Looking for a difference
A follower of Hare Krishna?
In the light of the evening sun, a figure strode down the pavement – saffron trousers, white top, a short pigtail tied at the back. It was a trick of the light, though, there were no finger cymbals; it was a woman with bobbed blonde hair tied at the back, and the trousers were orange and not saffron.
The Hare Krishna people were frowned upon by two blokes I once shared a house with – they went on to be Hindu monks for a while, before one returned to social work, Catholicism and got married, and the other went to work for an insurance company. I think they regarded the Hare Krishna crowd as insufficiently serious, or perhaps it was the other way round and they thought them too extreme; it was all beyond my comprehension, (much like the church is to most people).

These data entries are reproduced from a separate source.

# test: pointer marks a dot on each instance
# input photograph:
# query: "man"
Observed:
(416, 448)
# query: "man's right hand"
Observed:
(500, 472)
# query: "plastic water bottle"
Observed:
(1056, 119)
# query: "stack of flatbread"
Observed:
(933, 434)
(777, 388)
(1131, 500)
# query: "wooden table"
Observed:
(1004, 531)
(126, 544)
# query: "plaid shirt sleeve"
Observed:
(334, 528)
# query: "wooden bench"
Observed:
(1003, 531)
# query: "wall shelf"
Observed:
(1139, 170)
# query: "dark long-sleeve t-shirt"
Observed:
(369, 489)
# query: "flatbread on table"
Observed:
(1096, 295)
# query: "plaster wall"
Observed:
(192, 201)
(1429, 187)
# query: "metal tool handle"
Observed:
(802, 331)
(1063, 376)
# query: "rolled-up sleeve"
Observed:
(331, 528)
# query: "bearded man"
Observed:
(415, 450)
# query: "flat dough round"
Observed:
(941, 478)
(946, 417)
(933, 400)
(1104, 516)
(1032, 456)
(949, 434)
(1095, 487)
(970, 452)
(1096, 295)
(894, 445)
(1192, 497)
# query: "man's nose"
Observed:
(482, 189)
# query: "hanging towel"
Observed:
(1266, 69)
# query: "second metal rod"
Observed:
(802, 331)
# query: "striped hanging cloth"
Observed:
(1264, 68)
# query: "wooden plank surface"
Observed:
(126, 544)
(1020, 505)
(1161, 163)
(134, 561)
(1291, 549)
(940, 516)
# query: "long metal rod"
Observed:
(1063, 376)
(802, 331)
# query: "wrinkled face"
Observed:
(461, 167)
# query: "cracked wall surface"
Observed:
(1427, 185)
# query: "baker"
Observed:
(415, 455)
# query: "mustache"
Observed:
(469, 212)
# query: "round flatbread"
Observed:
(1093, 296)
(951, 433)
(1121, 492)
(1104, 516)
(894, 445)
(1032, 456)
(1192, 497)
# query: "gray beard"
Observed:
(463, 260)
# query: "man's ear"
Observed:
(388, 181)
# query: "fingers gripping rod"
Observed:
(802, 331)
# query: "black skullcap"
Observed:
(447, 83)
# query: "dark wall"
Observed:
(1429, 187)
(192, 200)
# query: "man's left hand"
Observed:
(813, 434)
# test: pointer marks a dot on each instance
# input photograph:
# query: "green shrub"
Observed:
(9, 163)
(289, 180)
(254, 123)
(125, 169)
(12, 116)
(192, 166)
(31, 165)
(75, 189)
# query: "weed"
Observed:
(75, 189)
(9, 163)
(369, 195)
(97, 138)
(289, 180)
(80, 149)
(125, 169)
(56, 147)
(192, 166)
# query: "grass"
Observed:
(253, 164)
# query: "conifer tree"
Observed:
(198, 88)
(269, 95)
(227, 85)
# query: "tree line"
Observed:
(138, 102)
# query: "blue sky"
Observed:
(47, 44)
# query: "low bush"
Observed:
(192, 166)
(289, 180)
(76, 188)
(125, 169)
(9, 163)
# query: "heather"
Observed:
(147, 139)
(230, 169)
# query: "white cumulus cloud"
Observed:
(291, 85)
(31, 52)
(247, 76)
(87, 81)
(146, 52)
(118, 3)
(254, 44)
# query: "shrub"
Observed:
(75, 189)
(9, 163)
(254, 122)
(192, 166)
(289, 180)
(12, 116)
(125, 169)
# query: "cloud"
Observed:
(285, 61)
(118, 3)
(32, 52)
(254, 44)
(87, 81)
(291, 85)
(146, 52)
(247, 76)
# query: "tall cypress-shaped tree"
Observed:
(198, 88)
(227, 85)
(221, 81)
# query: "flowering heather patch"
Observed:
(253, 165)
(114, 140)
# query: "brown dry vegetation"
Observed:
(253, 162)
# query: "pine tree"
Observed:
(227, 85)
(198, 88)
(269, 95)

It would have been nice for it to have been a Hare Krishna person; not that I would share their beliefs, but just for a bit of variety. There’s not much in the way of the esoteric in rural Ireland, and not much in Dublin either. There’s a low and dull Roman Catholicism, that doesn’t compare with the music and the liturgy of their counterparts in many parts of Europe – not for Ireland the Baroque churches and Mozart masses of Austria – and an even lower and even more dull Protestant tradition.
What about a bit of variety? England is full of all sorts of esoteric groups; people who believe in crystals and pyramids and ley lines and rebirthing. Maybe it is mostly fruitcake stuff, but it is different.
What do we have by way of the esoteric? There are the Freemasons, but their stuff is all on the Internet anyway and wandering around with rolled up trouser legs, a noose around your neck, while muttering strange oaths is hardly very imaginative; and on the other side there are people who see apparitions in tree trunks.
Maybe there is a serious point. The Bible is full of a sense of the numinous, sense of sacredness, a sense of moments and places that are in some way other than ordinary life; such a sense seems to have disappeared. Even the new churches offer no such experience, they seem filled with wannabe rock musicians and preachers who think repeating propositions is a convincing form of argument. Perhaps the loss of the old liturgies, the Latin Mass, the Elizabethan Prayer book, represented a recognition that a sense of the sacred, a sense of difference, had gone.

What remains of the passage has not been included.